No Brasil é indicada a vacina contra a febre amarela para toda a população residente ou viajante para Áreas com Recomendação de Vacina (ACRV). A vacina está disponível em diversas unidades básicas de saúde e deve ser administrada pelo menos dez dias antes do deslocamento, para garantir o desenvolvimento da imunidade.
 
O Estado do Rio de Janeiro registrou seis casos da doença, sendo cinco em Casimiro de Abreu e um em São Fidelis.

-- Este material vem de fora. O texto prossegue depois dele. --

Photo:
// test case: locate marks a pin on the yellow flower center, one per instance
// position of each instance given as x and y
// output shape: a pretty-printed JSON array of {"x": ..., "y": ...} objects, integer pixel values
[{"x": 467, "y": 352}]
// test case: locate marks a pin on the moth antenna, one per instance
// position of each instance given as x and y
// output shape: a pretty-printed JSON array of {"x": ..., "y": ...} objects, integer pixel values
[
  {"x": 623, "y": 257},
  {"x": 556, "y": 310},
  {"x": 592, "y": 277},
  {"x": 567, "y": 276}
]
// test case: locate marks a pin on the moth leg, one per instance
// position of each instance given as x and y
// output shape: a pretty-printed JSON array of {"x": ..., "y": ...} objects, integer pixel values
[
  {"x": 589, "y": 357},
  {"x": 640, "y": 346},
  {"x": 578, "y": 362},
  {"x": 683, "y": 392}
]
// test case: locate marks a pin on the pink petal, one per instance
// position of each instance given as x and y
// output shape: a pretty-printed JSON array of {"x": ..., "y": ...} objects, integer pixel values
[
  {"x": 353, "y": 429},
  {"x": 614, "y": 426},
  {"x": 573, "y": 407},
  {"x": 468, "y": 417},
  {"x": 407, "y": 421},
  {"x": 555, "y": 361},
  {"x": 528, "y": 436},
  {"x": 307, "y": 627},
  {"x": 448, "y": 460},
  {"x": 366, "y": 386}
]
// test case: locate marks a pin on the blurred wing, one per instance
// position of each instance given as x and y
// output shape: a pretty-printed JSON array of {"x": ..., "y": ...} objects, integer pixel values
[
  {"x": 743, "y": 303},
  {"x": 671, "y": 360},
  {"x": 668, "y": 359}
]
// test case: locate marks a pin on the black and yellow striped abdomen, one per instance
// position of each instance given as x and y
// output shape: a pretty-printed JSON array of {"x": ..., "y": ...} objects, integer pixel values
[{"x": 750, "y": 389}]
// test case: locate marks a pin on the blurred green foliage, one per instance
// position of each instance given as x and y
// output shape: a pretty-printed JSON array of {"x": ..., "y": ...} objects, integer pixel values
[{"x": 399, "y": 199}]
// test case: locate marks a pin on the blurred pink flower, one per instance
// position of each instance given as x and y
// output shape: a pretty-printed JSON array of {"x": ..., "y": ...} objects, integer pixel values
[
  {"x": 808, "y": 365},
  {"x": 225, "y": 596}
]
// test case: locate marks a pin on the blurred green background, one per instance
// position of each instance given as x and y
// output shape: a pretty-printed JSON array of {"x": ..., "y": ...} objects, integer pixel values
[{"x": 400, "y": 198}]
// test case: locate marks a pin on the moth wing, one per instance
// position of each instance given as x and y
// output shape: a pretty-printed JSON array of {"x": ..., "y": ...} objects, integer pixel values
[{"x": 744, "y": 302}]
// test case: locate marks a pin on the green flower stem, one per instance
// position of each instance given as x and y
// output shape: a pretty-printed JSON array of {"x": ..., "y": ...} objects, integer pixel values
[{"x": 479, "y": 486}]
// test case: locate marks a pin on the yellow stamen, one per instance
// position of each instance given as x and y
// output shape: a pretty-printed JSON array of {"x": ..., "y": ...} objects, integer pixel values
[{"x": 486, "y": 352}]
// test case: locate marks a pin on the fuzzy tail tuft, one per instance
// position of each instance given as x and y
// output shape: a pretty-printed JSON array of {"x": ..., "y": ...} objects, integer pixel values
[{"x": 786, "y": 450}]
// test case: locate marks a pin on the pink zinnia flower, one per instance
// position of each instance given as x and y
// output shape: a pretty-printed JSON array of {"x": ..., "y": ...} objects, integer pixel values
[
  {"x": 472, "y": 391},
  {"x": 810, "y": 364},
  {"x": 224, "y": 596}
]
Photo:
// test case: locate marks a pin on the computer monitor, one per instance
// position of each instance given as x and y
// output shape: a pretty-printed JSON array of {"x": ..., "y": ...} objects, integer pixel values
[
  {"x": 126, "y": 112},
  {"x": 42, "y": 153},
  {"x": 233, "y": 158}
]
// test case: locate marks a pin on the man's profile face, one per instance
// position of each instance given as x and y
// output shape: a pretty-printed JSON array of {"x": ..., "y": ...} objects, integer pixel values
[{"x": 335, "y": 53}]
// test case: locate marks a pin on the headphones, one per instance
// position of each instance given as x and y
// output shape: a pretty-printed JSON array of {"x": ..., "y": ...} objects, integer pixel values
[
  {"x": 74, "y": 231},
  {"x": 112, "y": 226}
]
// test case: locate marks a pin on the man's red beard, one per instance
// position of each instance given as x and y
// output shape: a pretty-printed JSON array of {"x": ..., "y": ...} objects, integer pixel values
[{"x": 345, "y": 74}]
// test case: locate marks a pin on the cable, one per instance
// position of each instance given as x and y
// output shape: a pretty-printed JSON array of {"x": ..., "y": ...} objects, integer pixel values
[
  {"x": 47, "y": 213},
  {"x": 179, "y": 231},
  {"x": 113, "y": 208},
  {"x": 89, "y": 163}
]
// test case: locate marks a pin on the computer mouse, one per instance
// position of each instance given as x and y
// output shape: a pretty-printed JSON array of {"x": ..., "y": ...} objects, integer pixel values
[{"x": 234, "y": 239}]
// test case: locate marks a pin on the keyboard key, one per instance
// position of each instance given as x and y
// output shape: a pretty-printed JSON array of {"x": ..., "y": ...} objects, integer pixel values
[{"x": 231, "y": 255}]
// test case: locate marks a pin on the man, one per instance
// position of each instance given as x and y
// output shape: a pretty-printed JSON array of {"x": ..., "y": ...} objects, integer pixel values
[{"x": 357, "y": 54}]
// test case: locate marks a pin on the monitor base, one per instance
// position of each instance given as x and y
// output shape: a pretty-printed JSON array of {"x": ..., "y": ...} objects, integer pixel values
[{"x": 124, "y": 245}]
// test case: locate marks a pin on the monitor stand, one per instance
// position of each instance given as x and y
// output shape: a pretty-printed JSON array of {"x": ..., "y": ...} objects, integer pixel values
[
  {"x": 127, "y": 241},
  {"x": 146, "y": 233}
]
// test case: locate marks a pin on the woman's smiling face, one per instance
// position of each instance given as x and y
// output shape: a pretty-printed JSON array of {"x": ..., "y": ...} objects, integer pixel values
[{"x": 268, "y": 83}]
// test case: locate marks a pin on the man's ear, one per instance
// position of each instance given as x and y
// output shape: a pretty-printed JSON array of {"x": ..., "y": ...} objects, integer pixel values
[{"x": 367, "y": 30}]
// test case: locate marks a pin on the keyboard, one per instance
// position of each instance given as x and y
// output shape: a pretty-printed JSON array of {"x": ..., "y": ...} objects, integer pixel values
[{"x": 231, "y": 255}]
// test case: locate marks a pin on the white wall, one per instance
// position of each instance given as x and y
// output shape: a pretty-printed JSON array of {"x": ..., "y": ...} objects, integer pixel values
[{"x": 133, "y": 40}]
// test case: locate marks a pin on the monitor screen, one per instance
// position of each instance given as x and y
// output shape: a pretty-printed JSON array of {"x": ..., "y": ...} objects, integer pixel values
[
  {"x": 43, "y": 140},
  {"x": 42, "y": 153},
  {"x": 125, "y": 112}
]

A Secretaria de Estado de Saúde (SES) realizou o um bloqueio vacinal nas regiões noroeste, norte, centro sul e região serrana, municípios que fazem divisa com Minas Gerais e Espírito Santo, onde também ocorreram casos.  Já o município do Rio incluiu a vacina de febre amarela na rotina de imunização das 233 unidades de atenção primária do município do Rio – clínicas da família e centros municipais de saúde.
 
A febre amarela é uma doença infecciosa febril aguda com grande importância epidemiológica, por sua gravidade clínica e elevado potencial de disseminação em áreas urbanas. Possui dois ciclos epidemiológicos distintos: silvestre e urbano. É transmitida através da picada do mosquito Haemagogus (forma silvestre) e do Aedes aegypti (forma urbana), não havendo transmissão de pessoa para pessoa. 
 
Para a conselheira e infectologista Marília de Abreu, é importante frisar que nem todas as pessoas podem ou devem receber a vacina. Segundo ela, algumas situações clínicas aumentam o risco de complicações, o que leva a não indicar a sua aplicação.
 
“O risco de contrair a doença é maior para as pessoas com mais de 60 anos de idade e qualquer pessoa com alterações no sistema de defesa, como portadores de HIV/aids, transplantados, pessoas com doenças reumatológicas que usam imunossupressores, entre outros. Por isso os pacientes devem ser avaliados criteriosamente. No momento, acredito que o bloqueio vacinal nessas áreas é a melhor decisão”, frisa Marília.
 
A Secretaria de Estado de Saúde do Rio de Janeiro também divulgou uma nota técnica com recomendações para intensificação da vigilância da febre amarela no Estado. A nota pode ser conferida no site do órgão.